Earning his first major league victory. An unexpected comparison to Clayton Kershaw. Pitching in the playoffs.
The 2020 baseball season wildly exceeded what left-handed pitcher Trevor Rogers imagined for himself.
The 6-foot-5, 215-pound Rogers, who turned 23 on Friday, went 1-2 in seven regular-season starts this year for the Miami Marlins, posting a 6.11 ERA with 39 strikeouts/13 walks in 28 innings.
Rogers earned his MLB victory on Aug. 31, at Citi Field in New York against the Mets.
He said he will spend a large chunk of his offseason in his native Carlsbad, where he graduated from high school in 2017. The Journal caught up with Rogers Saturday for a wide-ranging Q&A as he reflected on this most memorable of rookie seasons.
Journal: 2020 has been so massively frustrating and depressing for so many people, but are you one of the few people who will reflect on this year as a good one?
Rogers: I would say as crazy as 2020 has been for a lot of people, it’s been a very good year for me, personally.
J: You only had a handful of innings in Double-A coming into this season. Could you ever have imagined when this year began that you’d not only pitch in the majors, but become a regular starter in the Miami rotation, pitch in Yankee Stadium and appear in a playoff game?

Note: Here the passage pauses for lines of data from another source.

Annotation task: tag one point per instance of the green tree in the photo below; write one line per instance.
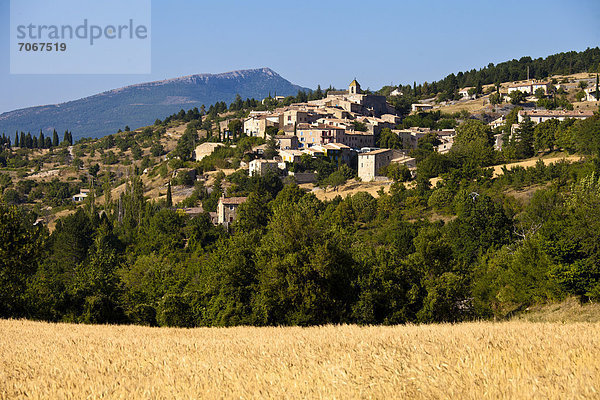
(544, 135)
(389, 140)
(524, 138)
(21, 246)
(517, 97)
(169, 201)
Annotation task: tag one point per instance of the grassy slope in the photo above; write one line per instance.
(570, 310)
(466, 361)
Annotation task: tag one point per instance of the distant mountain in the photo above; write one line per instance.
(141, 104)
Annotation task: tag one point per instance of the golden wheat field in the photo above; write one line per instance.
(464, 361)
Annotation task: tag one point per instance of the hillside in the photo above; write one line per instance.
(141, 104)
(467, 361)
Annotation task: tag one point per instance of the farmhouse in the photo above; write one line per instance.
(538, 116)
(260, 167)
(418, 107)
(227, 209)
(205, 149)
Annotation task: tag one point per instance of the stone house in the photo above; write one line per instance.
(227, 210)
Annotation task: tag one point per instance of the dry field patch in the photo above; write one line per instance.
(464, 361)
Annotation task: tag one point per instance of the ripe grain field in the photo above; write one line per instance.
(465, 361)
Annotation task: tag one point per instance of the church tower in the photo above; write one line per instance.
(354, 87)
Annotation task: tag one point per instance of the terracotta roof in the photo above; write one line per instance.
(556, 113)
(233, 200)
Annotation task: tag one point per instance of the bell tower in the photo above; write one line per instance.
(354, 87)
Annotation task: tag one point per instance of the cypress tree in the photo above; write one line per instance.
(169, 195)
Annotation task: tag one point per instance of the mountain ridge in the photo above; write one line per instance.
(141, 103)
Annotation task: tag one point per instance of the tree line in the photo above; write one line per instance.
(291, 259)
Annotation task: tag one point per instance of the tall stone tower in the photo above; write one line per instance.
(354, 87)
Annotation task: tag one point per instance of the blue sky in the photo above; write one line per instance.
(327, 42)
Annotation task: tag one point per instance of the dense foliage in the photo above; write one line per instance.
(465, 249)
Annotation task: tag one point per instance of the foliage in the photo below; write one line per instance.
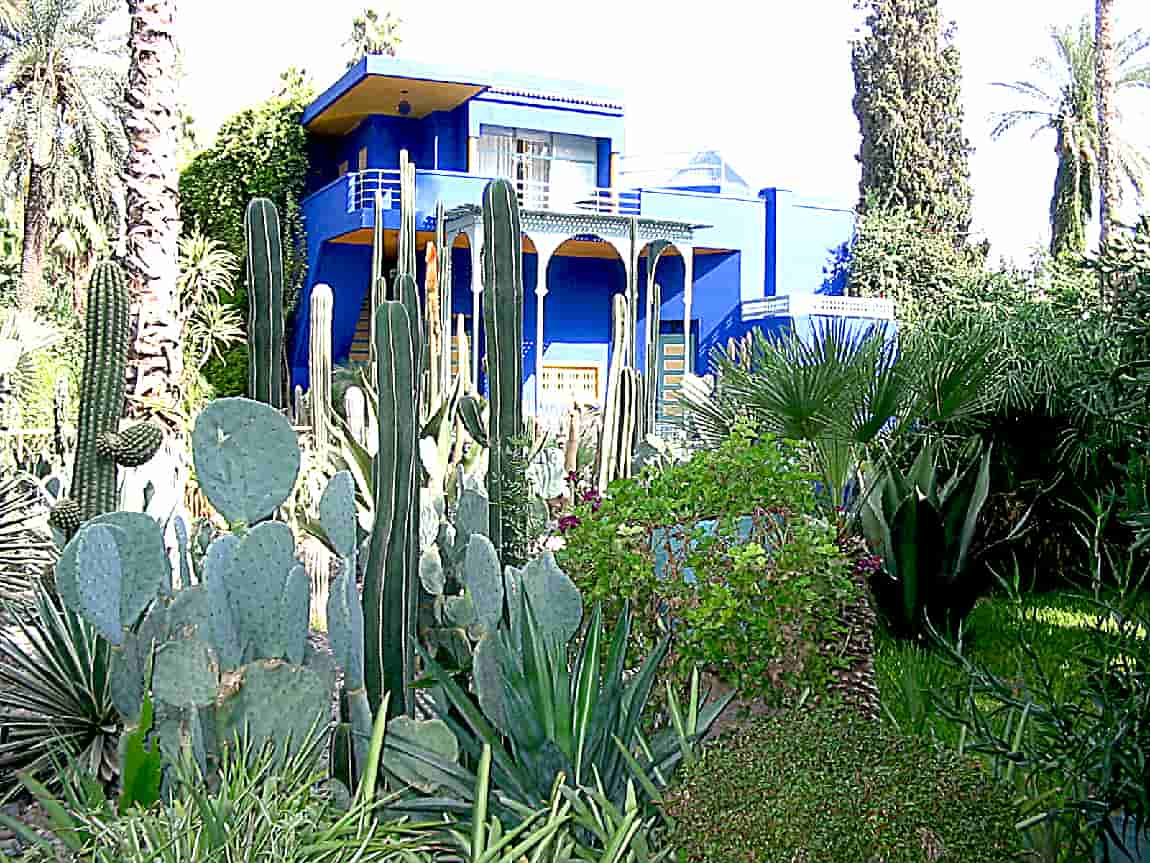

Rogers: Going into spring training, if you would have told me that, that I’d be pitching in Yankee Stadium and such, I would have kind of believed you … but it wouldn’t be this year. It would be next year. It was definitely surprising.
J: As you think back to spring, what were your expectations for this season?
Rogers: Looking back, definitely just getting acclimated with all the big-league guys, and seeing where my talent was compared to big-league talent.
J: Did you have it in your head that Triple-A would be the most logical place?
Rogers: Double-A would have been the most logical, and ending the season in Triple-A would have been my best-case scenario going into this year.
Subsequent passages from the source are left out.